New Faculty Profile

Elizabeth Anderson
Elizabeth Anderson is delighted to be joining the KU Sociology Department as an Assistant Professor this fall! She recently completed her PhD in Sociology at Indiana University, Bloomington.
Her research uses health and healthcare as lenses to understand social inequalities in the United States. Specifically, her substantive research interests center on sexual and reproductive healthcare as a key site of gender, socioeconomic, and geographic inequalities. Elizabeth’s recent work has considered how healthcare policy, including Medicaid, shapes inequalities in women’s ability to access sexual and reproductive healthcare. Her work has appeared in journals such as Science Advances and Social Science & Medicine – Population Health.
She is excited to share her interests in research methods, gender, and medical sociology with undergraduate students this fall and for the opportunity to join her new colleagues in the Sociology Department.

Tyler Myroniuk
Tyler Myroniuk is excited to join the Department of Sociology at the University of Kansas as an Assistant Professor this Fall. He is a social demographer and comes to us from the Department of Public Health at the University of Missouri.
Tyler’s scholarly and teaching interests are broadly in the areas of internal migration, family dynamics, and health—particularly mental health and obesity—in sub-Saharan Africa as well as interdisciplinary approaches to reduce geographic and socioeconomic barriers to health programming, such as prevention and harm reduction from substance use, in the United States. His recent work has appeared in Demography, the Journal of Gerontology Series B: Psychological Sciences and Social Sciences, Social Science & Medicine-Mental Health, the American Journal of Human Biology, and the Journal of Substance Use and Addiction Treatment.

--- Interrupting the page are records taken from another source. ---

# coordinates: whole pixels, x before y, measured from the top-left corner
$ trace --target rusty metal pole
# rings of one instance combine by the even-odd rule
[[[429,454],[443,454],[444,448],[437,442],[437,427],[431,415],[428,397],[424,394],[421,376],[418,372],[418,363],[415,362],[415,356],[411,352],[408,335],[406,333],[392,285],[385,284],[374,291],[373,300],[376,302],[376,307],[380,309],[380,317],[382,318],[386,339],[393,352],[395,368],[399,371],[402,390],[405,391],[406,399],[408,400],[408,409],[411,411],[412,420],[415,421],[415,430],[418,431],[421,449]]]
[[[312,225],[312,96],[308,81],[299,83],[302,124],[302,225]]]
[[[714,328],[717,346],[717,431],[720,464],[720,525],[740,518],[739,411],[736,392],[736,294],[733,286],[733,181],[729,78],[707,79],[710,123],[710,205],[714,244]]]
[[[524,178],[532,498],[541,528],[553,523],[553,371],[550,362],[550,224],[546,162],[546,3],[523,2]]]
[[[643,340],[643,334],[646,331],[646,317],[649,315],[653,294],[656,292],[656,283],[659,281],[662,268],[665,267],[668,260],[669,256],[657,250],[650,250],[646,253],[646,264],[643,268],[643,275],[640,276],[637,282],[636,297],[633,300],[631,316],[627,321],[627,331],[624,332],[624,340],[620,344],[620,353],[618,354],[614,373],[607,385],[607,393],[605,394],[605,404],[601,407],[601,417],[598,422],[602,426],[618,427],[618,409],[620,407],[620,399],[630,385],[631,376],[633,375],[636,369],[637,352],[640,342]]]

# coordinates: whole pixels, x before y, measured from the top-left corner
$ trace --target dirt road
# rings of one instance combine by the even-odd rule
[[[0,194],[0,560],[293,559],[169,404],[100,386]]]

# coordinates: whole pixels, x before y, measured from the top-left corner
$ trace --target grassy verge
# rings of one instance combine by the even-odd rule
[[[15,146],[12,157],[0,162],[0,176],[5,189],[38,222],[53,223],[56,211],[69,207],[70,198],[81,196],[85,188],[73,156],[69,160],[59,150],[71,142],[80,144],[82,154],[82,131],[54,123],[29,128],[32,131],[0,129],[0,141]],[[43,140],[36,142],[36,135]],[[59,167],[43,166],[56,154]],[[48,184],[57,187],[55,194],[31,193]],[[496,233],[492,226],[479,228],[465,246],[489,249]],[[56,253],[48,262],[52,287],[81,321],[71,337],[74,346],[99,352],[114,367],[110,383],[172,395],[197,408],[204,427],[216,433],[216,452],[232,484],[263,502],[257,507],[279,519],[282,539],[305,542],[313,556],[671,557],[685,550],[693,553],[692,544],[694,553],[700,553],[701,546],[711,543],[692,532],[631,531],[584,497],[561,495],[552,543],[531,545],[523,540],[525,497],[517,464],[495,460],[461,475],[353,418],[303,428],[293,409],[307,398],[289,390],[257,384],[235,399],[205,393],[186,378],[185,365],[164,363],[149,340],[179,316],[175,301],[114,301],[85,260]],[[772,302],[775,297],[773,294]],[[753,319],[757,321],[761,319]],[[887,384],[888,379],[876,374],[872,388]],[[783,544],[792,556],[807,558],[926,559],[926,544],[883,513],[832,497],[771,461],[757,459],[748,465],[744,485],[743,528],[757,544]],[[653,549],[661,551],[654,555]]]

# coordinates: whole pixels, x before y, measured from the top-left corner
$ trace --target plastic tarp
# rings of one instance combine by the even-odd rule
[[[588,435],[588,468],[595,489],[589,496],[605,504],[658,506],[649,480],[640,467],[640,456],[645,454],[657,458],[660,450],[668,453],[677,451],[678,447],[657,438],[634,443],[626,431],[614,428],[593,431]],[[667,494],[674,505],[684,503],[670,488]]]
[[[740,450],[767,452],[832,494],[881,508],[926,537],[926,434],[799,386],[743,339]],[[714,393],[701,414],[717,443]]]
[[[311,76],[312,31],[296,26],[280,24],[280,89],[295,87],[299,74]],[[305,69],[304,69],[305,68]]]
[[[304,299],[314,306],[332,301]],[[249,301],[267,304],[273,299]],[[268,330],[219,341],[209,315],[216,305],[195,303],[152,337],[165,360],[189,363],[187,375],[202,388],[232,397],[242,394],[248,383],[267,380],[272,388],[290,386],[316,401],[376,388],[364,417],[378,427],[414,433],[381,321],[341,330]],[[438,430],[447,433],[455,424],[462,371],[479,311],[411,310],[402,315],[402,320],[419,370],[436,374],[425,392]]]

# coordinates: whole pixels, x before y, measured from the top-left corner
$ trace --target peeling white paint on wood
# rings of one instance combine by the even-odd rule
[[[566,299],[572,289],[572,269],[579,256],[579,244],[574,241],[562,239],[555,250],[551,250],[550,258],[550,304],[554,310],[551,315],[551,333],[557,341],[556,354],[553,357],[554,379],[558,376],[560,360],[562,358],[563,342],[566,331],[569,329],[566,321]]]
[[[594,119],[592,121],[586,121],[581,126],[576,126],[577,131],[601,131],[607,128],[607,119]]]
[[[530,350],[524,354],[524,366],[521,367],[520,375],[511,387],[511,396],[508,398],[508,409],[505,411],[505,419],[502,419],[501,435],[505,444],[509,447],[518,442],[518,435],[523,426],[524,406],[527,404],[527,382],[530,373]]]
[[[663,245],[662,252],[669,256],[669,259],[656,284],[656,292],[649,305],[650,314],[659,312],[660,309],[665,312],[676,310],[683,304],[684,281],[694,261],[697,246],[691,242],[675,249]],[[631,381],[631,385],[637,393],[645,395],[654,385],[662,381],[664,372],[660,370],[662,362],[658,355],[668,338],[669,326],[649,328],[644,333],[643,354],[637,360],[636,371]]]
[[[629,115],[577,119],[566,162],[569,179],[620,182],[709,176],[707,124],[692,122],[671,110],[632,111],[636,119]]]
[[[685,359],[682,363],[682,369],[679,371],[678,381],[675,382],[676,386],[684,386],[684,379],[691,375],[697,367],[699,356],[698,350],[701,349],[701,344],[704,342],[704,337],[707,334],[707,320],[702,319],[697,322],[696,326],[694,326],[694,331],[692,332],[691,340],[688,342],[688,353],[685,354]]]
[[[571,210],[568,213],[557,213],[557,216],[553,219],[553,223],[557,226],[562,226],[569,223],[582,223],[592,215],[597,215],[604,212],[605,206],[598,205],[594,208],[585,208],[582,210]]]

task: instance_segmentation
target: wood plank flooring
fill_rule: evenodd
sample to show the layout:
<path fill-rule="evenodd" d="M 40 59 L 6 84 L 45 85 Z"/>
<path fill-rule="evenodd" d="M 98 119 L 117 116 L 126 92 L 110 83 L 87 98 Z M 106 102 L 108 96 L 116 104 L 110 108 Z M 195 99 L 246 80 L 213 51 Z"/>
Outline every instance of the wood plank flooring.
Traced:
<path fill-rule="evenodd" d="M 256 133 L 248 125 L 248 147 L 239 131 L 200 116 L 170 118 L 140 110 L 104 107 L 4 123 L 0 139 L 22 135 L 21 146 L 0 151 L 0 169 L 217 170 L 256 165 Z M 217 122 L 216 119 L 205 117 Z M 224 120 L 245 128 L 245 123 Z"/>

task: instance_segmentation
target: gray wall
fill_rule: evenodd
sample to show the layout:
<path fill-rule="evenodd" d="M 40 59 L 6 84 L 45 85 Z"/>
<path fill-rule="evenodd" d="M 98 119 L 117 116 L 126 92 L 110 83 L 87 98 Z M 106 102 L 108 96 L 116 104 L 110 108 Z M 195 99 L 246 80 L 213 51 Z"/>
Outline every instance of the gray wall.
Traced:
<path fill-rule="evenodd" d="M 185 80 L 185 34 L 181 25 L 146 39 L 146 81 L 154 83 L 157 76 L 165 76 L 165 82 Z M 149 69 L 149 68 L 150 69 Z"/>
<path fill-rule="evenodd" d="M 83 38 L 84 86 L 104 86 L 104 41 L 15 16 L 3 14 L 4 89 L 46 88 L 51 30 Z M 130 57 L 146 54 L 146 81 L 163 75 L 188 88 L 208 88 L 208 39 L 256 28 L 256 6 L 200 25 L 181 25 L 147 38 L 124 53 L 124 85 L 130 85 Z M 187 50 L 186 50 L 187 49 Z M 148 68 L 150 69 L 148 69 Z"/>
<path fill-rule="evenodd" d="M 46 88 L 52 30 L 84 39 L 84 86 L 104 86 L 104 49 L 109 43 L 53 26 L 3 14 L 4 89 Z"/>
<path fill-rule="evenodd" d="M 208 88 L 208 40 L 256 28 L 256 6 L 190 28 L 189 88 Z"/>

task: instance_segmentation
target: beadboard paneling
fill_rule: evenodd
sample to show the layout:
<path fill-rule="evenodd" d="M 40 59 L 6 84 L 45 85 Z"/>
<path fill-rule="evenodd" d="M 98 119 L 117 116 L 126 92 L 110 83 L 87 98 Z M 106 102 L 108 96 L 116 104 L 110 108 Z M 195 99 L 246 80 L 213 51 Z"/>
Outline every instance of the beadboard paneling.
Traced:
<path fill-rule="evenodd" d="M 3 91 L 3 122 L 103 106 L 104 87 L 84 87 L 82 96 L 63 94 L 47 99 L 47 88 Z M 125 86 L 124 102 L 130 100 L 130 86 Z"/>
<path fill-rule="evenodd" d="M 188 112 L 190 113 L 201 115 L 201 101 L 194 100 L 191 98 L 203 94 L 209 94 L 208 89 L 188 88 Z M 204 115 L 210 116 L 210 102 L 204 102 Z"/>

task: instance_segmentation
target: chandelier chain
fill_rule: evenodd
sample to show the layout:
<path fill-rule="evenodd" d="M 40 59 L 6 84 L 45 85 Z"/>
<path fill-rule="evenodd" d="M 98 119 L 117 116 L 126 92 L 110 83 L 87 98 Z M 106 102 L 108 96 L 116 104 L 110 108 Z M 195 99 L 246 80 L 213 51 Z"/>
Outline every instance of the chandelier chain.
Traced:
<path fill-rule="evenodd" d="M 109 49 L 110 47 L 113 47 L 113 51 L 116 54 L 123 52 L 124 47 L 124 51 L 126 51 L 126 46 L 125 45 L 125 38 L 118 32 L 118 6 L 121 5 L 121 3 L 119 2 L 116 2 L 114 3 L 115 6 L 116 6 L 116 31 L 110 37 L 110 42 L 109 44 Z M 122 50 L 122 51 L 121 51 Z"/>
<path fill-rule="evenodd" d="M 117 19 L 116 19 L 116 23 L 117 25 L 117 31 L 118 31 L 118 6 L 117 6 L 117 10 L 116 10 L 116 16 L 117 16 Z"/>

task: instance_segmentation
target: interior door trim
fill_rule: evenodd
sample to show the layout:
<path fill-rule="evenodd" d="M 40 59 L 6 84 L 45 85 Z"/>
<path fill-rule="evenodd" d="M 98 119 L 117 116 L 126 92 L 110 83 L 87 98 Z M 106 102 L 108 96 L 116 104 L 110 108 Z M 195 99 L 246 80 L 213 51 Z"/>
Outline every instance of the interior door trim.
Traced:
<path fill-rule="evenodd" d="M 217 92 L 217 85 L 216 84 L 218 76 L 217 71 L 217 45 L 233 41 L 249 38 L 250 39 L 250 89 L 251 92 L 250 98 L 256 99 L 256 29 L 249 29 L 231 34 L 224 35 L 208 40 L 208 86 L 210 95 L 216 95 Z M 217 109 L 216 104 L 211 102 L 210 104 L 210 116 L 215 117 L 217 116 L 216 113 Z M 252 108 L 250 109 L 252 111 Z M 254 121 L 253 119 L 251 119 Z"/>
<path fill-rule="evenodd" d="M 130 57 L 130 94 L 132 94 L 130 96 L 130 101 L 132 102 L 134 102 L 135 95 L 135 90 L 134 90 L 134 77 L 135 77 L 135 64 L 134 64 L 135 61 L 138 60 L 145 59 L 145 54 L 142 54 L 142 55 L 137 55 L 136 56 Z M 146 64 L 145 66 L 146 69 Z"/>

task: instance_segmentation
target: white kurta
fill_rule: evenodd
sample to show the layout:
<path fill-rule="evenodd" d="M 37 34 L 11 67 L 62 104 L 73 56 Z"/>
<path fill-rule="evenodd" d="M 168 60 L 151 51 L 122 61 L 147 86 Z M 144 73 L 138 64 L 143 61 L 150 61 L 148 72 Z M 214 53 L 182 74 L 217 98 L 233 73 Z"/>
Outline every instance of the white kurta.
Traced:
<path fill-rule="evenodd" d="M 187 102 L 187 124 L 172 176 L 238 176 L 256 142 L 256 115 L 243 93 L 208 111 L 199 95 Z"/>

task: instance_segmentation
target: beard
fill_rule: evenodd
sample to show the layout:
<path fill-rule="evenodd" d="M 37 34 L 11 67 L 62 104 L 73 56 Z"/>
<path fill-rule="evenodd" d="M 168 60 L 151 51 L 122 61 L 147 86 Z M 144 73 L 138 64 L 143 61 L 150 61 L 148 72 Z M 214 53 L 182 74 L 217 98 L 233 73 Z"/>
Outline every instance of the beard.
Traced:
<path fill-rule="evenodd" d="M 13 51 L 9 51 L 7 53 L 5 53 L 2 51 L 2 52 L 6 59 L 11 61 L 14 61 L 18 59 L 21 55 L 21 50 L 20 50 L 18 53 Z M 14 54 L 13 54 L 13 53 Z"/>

Tyler primarily uses quantitative methods for his longitudinal research yet also can employ qualitative techniques and multi-method approaches; the research question determines the method. Some of his new projects include: 1) examining if there is an inflection point in aging individuals’ health when they become net receivers of help from their family members rather than net givers (in rural Malawi); 2) whether the presence of family and types of support offered for young, urban poor, mothers is associated with residential stability (Nairobi, Kenya); and 3) identifying barriers to following through with head and neck cancer treatment among individuals from populations that already disproportionately experience disparate health outcomes due to social and geographic inequity (rural/urban central Missouri—awaiting NIH R01 Notice of Award).
Tyler is thrilled about the opportunity to contribute to this highly regarded department, go back to his disciplinary origins in sociology, and help students achieve their academic and career goals.